In Chart 2, these three categories are distributed at the right half of the axis, which means that investment activities actively went on in these fields and conforms to the trend of above 10 investors. However, the total amount of financing cannot be interpreted from the frequency and it is apparent to find out that the average financing amount per investment is below average compared to other left-side categories in Chart 2. In Chart 3, only automobile companies are listed in the 100 million club and none of the other two category companies entered the list.
There is a limitation in these 10 selected investment organizations on account to that each one has their preferred companies that could fit in their portfolios. The ones that invested most frequently in 2018 are Sequoia China and IDG Capital. Sequoia China participated in 12 AI-related investments in 2018, in which 5 out of 12 are settled in Healthcare category and 3 out of these 5 investments are medical image reading AI startups: Infervision (推想科技) and VoxelCloud (体素科技). IDG Capital’s invested 11 times in AI-related industries: 3 in Automobile, 3 in Healthcare, and others scattered in the remaining rest of the categories.
The overlapping situation of these 10 venture institutes happened frequently. Pony.ai’s investors include IDG Capital, Legend Star, and Sequoia China; Xpeng Motor received financing from IDG Capital, Matrix Partners China, GGV Capital, and others; AiBee (爱笔) raised funding from ZHEN Fund, Sequoia China, and the rest.
Even with different styles and incentives, the above-selected institutes have demonstrated the similarity in their portfolios. Other reputational venture organizations outside of the 10 selected also actively participate in AI-related investments. The AI technology development would revolutionize the world we live in along with the development of other science and technologies such as the 5th generation of telecommunication, big data, electronics components, material science, etc.

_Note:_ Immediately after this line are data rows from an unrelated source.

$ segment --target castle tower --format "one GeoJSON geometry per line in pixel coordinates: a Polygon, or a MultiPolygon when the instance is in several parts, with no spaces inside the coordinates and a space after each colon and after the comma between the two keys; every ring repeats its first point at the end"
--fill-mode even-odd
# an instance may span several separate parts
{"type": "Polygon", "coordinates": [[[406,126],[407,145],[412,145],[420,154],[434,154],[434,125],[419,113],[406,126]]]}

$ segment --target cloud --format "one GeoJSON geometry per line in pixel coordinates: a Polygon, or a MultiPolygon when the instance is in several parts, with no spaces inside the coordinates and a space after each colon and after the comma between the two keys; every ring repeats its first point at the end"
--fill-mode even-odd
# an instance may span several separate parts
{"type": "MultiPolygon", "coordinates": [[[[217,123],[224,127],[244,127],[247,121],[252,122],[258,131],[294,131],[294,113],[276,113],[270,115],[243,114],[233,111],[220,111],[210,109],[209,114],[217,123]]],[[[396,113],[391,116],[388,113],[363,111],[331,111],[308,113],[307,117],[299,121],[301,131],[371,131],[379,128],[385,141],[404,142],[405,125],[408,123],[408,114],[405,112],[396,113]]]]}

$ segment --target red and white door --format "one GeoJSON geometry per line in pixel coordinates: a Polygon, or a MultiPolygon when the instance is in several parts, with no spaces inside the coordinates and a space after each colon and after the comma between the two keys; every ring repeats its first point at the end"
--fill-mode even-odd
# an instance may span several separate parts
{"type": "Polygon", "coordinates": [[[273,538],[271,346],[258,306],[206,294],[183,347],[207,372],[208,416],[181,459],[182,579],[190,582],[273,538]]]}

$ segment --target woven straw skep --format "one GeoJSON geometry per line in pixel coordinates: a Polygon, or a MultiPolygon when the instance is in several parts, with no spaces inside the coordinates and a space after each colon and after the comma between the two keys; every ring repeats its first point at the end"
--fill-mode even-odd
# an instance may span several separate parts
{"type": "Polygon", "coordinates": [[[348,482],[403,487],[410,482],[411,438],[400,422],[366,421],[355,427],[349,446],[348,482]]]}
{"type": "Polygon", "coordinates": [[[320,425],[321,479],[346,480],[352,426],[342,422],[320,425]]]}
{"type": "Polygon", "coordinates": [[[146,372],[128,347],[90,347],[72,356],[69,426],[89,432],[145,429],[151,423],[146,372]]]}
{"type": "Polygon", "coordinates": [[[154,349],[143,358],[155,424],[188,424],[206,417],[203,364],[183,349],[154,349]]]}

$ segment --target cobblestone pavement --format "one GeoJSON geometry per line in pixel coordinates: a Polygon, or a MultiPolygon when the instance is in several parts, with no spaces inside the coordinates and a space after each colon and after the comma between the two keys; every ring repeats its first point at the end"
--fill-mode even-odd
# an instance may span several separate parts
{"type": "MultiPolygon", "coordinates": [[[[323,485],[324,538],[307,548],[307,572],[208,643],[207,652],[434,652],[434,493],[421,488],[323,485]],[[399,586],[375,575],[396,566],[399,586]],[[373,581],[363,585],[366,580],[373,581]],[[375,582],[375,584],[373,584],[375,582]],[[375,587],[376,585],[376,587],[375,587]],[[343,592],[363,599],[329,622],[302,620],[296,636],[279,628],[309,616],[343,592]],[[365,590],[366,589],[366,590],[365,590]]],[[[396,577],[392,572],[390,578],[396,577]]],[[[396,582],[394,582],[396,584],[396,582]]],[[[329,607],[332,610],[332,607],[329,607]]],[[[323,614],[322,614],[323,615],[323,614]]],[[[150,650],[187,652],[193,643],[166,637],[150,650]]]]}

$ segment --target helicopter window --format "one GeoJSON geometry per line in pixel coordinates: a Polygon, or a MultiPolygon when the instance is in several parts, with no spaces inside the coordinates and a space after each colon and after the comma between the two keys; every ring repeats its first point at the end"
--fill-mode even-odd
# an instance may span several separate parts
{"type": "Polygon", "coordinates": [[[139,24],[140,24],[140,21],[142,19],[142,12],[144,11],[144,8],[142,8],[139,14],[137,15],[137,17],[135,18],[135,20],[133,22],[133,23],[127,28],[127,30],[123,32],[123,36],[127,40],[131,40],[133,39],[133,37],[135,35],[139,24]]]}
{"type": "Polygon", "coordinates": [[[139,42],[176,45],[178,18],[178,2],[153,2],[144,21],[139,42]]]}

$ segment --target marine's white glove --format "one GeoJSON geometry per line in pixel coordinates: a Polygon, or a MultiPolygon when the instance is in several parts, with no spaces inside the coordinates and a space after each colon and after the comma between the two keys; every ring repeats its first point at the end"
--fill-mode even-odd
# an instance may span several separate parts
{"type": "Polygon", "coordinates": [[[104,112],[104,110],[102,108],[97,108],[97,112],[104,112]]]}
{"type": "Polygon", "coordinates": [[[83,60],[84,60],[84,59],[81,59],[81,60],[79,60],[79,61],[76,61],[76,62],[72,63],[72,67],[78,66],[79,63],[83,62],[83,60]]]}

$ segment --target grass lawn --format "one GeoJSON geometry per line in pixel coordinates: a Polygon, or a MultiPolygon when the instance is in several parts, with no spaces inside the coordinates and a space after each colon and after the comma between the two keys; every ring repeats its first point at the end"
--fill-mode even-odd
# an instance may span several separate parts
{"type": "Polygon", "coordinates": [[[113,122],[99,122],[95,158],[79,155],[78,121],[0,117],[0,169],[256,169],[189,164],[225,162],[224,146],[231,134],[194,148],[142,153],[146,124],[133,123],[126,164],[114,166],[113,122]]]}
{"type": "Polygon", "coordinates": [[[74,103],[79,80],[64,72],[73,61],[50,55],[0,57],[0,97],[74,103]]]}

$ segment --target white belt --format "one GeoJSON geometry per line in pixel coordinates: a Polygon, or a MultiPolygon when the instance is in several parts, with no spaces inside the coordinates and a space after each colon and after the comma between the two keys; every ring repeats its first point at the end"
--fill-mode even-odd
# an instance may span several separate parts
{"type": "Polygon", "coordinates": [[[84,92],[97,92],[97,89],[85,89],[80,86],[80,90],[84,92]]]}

As an embedded technology that could apply to various industries, the depth, and width of AI’s application would soon expand as these AI startups grow into mature companies, unicorns, and even giants. The argument of winter is coming might be applicable to the decreased investment frequency in AI-related areas, but the volume flushed in is inversely increasing. The capital flowing to outstanding startups is the first thumb rule to follow for venture investors and hence the phenomenon of China’s AI investment could not be simply concluded as winter, and it could even be regarded as spring comparing to non-AI-related investments. Along with the slowing-down pace of China’s economic growth, change in policies, and the trend of global economics, China's investors are cautious in investing but still actively participating in discovering potential startups, helping them to grow, and accelerating the industrial development for a promising future.